Effect of Muscular Strength on Shot Speed in Male Collegiate Lacrosse Players
Shot speed and accuracy are essential key elements in the game of lacrosse. Shot accuracy is a frequently practiced skill. However, less attention is often paid to developing shot speed. Training programs for lacrosse players may play a role for developing the muscular strength necessary to create high-speed shots.
PURPOSE: To determine the effect of muscular strength on shot speed in male collegiate lacrosse players.
METHODS: Twenty male club lacrosse players (age=20.35±1.09 yrs; ht.=182.15±6.09 cm; wt.=86.30±9.17 kg) performed a one repetition maximum (RM) power bench press, a one RM squat, and a timed bent knee sit-up test.
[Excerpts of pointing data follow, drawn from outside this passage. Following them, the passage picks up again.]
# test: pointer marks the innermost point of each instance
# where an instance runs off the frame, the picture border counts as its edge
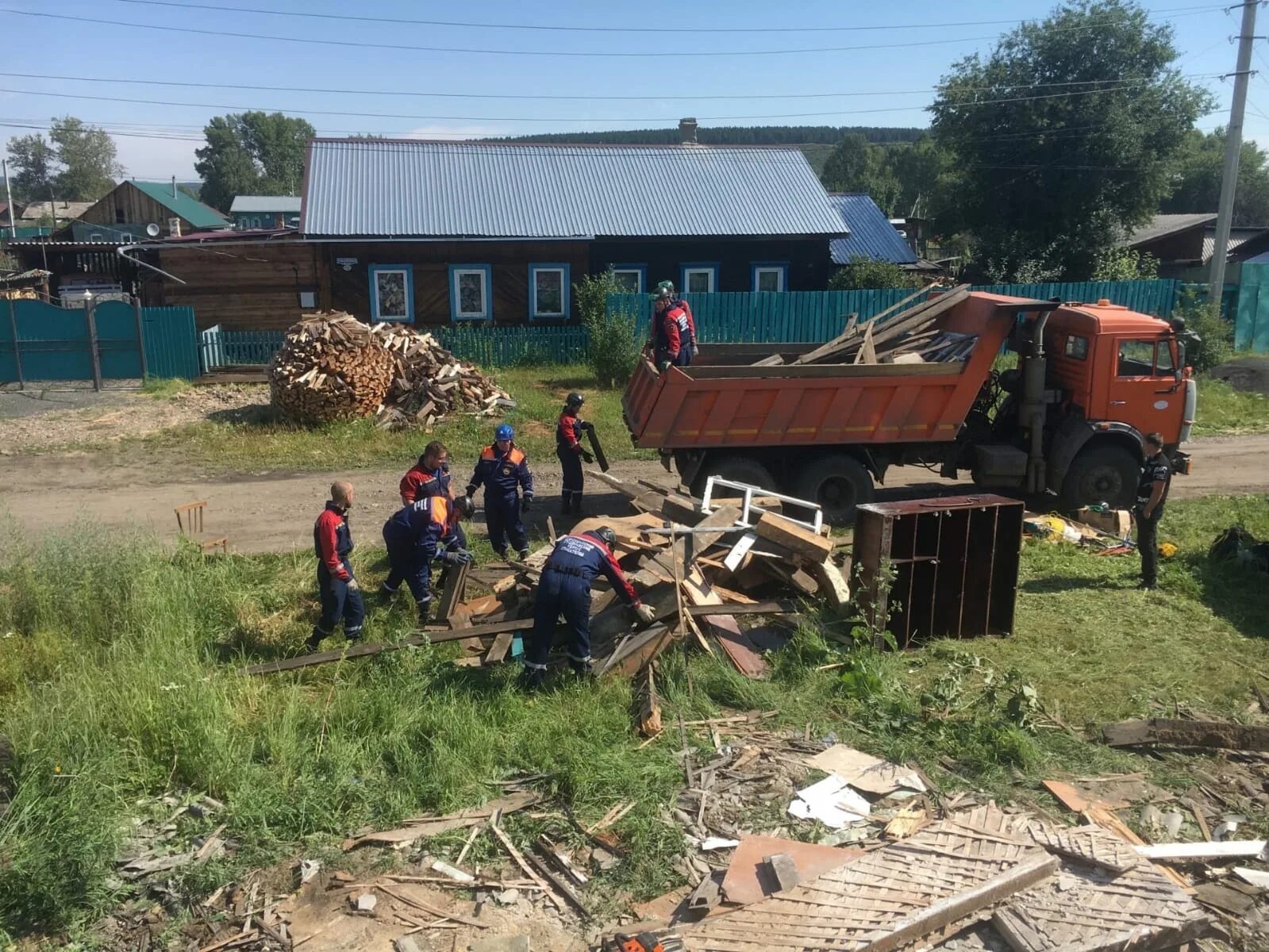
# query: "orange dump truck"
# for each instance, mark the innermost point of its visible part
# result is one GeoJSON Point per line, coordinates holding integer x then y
{"type": "Point", "coordinates": [1090, 382]}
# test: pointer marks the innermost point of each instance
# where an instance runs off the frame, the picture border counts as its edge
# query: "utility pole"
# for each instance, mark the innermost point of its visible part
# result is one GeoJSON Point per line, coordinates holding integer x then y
{"type": "Point", "coordinates": [8, 197]}
{"type": "Point", "coordinates": [1232, 148]}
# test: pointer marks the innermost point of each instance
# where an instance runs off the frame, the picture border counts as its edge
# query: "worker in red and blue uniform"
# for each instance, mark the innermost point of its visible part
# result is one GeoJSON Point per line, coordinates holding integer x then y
{"type": "Point", "coordinates": [565, 589]}
{"type": "Point", "coordinates": [417, 536]}
{"type": "Point", "coordinates": [429, 476]}
{"type": "Point", "coordinates": [503, 470]}
{"type": "Point", "coordinates": [570, 451]}
{"type": "Point", "coordinates": [340, 594]}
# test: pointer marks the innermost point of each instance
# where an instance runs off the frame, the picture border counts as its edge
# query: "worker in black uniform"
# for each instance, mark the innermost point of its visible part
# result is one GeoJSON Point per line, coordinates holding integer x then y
{"type": "Point", "coordinates": [565, 589]}
{"type": "Point", "coordinates": [569, 448]}
{"type": "Point", "coordinates": [1156, 478]}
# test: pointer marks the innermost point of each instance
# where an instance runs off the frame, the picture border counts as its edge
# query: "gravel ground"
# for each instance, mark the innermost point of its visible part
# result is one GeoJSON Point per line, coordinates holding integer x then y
{"type": "Point", "coordinates": [37, 420]}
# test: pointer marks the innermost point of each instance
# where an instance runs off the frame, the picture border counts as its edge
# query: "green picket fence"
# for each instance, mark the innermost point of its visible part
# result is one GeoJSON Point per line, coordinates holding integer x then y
{"type": "Point", "coordinates": [813, 317]}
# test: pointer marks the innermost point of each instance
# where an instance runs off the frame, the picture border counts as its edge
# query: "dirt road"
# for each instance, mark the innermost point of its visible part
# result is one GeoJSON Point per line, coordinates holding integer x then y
{"type": "Point", "coordinates": [275, 512]}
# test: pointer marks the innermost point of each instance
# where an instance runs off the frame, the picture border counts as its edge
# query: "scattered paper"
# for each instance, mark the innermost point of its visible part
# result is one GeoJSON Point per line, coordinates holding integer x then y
{"type": "Point", "coordinates": [830, 801]}
{"type": "Point", "coordinates": [718, 843]}
{"type": "Point", "coordinates": [866, 772]}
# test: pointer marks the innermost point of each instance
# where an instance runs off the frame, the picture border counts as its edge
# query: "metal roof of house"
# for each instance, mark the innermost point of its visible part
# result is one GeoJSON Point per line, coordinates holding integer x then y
{"type": "Point", "coordinates": [871, 232]}
{"type": "Point", "coordinates": [201, 216]}
{"type": "Point", "coordinates": [1163, 225]}
{"type": "Point", "coordinates": [468, 190]}
{"type": "Point", "coordinates": [248, 205]}
{"type": "Point", "coordinates": [44, 209]}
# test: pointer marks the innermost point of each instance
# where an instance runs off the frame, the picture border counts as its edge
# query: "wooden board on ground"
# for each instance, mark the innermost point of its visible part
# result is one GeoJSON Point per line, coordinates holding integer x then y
{"type": "Point", "coordinates": [797, 539]}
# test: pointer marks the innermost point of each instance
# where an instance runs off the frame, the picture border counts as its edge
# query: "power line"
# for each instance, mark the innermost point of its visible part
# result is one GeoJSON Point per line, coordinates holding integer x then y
{"type": "Point", "coordinates": [468, 25]}
{"type": "Point", "coordinates": [555, 118]}
{"type": "Point", "coordinates": [578, 98]}
{"type": "Point", "coordinates": [552, 54]}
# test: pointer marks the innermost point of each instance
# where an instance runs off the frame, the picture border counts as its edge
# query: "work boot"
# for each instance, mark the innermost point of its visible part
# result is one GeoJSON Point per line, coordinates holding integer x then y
{"type": "Point", "coordinates": [532, 679]}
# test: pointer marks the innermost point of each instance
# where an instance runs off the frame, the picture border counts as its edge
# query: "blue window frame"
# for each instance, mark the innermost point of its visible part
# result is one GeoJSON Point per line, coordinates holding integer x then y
{"type": "Point", "coordinates": [771, 276]}
{"type": "Point", "coordinates": [392, 292]}
{"type": "Point", "coordinates": [699, 278]}
{"type": "Point", "coordinates": [548, 291]}
{"type": "Point", "coordinates": [631, 277]}
{"type": "Point", "coordinates": [471, 287]}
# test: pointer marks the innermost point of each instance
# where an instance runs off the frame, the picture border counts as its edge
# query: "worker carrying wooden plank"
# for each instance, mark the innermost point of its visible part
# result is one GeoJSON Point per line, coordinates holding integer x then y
{"type": "Point", "coordinates": [417, 535]}
{"type": "Point", "coordinates": [570, 451]}
{"type": "Point", "coordinates": [503, 470]}
{"type": "Point", "coordinates": [336, 585]}
{"type": "Point", "coordinates": [565, 589]}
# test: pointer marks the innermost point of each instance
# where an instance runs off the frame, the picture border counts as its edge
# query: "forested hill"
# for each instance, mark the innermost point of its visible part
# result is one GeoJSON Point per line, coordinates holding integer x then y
{"type": "Point", "coordinates": [815, 141]}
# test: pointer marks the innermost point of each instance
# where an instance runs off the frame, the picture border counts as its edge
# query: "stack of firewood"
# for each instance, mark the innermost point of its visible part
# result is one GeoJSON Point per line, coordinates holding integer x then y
{"type": "Point", "coordinates": [429, 382]}
{"type": "Point", "coordinates": [332, 367]}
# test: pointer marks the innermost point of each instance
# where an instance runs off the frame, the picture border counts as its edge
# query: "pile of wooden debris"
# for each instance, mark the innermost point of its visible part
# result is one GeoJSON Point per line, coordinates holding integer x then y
{"type": "Point", "coordinates": [895, 336]}
{"type": "Point", "coordinates": [699, 570]}
{"type": "Point", "coordinates": [335, 367]}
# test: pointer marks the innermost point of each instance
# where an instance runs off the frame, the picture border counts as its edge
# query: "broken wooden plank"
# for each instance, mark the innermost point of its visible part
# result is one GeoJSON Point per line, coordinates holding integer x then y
{"type": "Point", "coordinates": [797, 539]}
{"type": "Point", "coordinates": [1192, 852]}
{"type": "Point", "coordinates": [428, 636]}
{"type": "Point", "coordinates": [1186, 734]}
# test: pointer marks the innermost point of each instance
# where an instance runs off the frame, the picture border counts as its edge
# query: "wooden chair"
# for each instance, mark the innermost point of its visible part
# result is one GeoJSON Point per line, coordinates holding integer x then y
{"type": "Point", "coordinates": [192, 527]}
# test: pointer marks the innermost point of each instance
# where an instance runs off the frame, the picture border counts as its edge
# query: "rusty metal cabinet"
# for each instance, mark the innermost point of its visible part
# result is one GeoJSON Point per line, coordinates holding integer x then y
{"type": "Point", "coordinates": [955, 565]}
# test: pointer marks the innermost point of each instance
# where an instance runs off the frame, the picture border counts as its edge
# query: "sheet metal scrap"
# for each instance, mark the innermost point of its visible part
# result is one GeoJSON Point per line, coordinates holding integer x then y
{"type": "Point", "coordinates": [890, 898]}
{"type": "Point", "coordinates": [1093, 909]}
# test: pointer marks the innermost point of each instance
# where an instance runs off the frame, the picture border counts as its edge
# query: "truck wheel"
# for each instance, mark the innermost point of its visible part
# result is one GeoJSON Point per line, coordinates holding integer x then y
{"type": "Point", "coordinates": [739, 469]}
{"type": "Point", "coordinates": [1103, 474]}
{"type": "Point", "coordinates": [838, 482]}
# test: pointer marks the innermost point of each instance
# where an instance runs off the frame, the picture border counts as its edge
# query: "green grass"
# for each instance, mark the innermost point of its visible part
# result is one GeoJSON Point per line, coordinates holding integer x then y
{"type": "Point", "coordinates": [267, 443]}
{"type": "Point", "coordinates": [118, 682]}
{"type": "Point", "coordinates": [1225, 412]}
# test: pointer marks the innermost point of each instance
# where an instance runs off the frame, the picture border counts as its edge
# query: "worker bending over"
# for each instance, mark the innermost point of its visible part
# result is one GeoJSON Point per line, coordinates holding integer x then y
{"type": "Point", "coordinates": [503, 470]}
{"type": "Point", "coordinates": [340, 594]}
{"type": "Point", "coordinates": [1156, 478]}
{"type": "Point", "coordinates": [417, 535]}
{"type": "Point", "coordinates": [570, 451]}
{"type": "Point", "coordinates": [565, 588]}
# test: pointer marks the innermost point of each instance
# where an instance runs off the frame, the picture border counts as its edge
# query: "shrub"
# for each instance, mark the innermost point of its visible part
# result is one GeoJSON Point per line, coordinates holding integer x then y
{"type": "Point", "coordinates": [613, 344]}
{"type": "Point", "coordinates": [1215, 336]}
{"type": "Point", "coordinates": [866, 273]}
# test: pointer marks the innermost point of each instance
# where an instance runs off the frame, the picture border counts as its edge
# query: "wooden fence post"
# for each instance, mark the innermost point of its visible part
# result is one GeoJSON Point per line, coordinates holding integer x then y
{"type": "Point", "coordinates": [93, 351]}
{"type": "Point", "coordinates": [141, 340]}
{"type": "Point", "coordinates": [17, 348]}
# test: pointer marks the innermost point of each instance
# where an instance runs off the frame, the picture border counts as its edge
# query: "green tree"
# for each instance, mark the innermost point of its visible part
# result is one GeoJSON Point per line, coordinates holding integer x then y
{"type": "Point", "coordinates": [89, 162]}
{"type": "Point", "coordinates": [32, 165]}
{"type": "Point", "coordinates": [1067, 133]}
{"type": "Point", "coordinates": [252, 152]}
{"type": "Point", "coordinates": [1198, 179]}
{"type": "Point", "coordinates": [857, 167]}
{"type": "Point", "coordinates": [863, 272]}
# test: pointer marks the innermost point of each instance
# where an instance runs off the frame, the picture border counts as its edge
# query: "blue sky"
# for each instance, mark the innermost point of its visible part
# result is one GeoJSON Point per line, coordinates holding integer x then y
{"type": "Point", "coordinates": [886, 74]}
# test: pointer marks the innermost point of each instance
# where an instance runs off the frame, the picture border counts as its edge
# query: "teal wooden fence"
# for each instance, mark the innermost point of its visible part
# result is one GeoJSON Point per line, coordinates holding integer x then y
{"type": "Point", "coordinates": [813, 317]}
{"type": "Point", "coordinates": [40, 342]}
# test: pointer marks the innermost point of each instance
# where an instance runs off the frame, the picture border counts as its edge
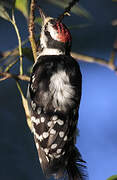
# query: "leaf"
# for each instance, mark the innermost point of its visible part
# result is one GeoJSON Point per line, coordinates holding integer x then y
{"type": "Point", "coordinates": [6, 3]}
{"type": "Point", "coordinates": [38, 20]}
{"type": "Point", "coordinates": [76, 9]}
{"type": "Point", "coordinates": [4, 14]}
{"type": "Point", "coordinates": [114, 177]}
{"type": "Point", "coordinates": [22, 5]}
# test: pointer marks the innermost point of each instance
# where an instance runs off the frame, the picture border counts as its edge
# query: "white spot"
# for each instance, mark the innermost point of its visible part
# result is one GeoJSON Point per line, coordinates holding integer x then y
{"type": "Point", "coordinates": [37, 145]}
{"type": "Point", "coordinates": [38, 121]}
{"type": "Point", "coordinates": [61, 89]}
{"type": "Point", "coordinates": [45, 134]}
{"type": "Point", "coordinates": [40, 138]}
{"type": "Point", "coordinates": [57, 156]}
{"type": "Point", "coordinates": [33, 89]}
{"type": "Point", "coordinates": [65, 138]}
{"type": "Point", "coordinates": [50, 155]}
{"type": "Point", "coordinates": [52, 131]}
{"type": "Point", "coordinates": [49, 123]}
{"type": "Point", "coordinates": [42, 119]}
{"type": "Point", "coordinates": [59, 151]}
{"type": "Point", "coordinates": [63, 153]}
{"type": "Point", "coordinates": [47, 158]}
{"type": "Point", "coordinates": [53, 146]}
{"type": "Point", "coordinates": [46, 150]}
{"type": "Point", "coordinates": [33, 105]}
{"type": "Point", "coordinates": [54, 118]}
{"type": "Point", "coordinates": [61, 134]}
{"type": "Point", "coordinates": [37, 136]}
{"type": "Point", "coordinates": [40, 160]}
{"type": "Point", "coordinates": [33, 79]}
{"type": "Point", "coordinates": [50, 51]}
{"type": "Point", "coordinates": [60, 122]}
{"type": "Point", "coordinates": [32, 118]}
{"type": "Point", "coordinates": [38, 110]}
Shot speed was determined using a speed gun aimed at a player from twelve yards away as they used an overhand technique to shoot a lacrosse ball into an empty lacrosse net. Two steps were allowed during shot wind up. Averages of five shot speeds per player were recorded and a Pearson Product Moment Correlation was used to determine relationship between muscular strength and shot speed.
RESULTS: Shot speed (SS) when correlated to 1 RM bench press (BP) resulted in a moderate relationship (SS=85.00±4.69 mph; BP= 94.09±20.72 kg; r=0.519; P=0.019). Shot speed when correlated to 1 RM squat resulted in an extremely low relationship (SS=85.00±4.69 mph; squat=127.38±18.32 kg; r=0.136; P=0.566). Shot speed when correlated to number of bent knee sit-ups completed in one minute resulted in a negative moderate relationship (SS=85.00±4.69 mph; sit ups=49.90±3.81; r=-0.462; P=0.040).
CONCLUSION: Upper extremity muscle strength has a statistically significant effect on the shot speed of college aged male lacrosse players.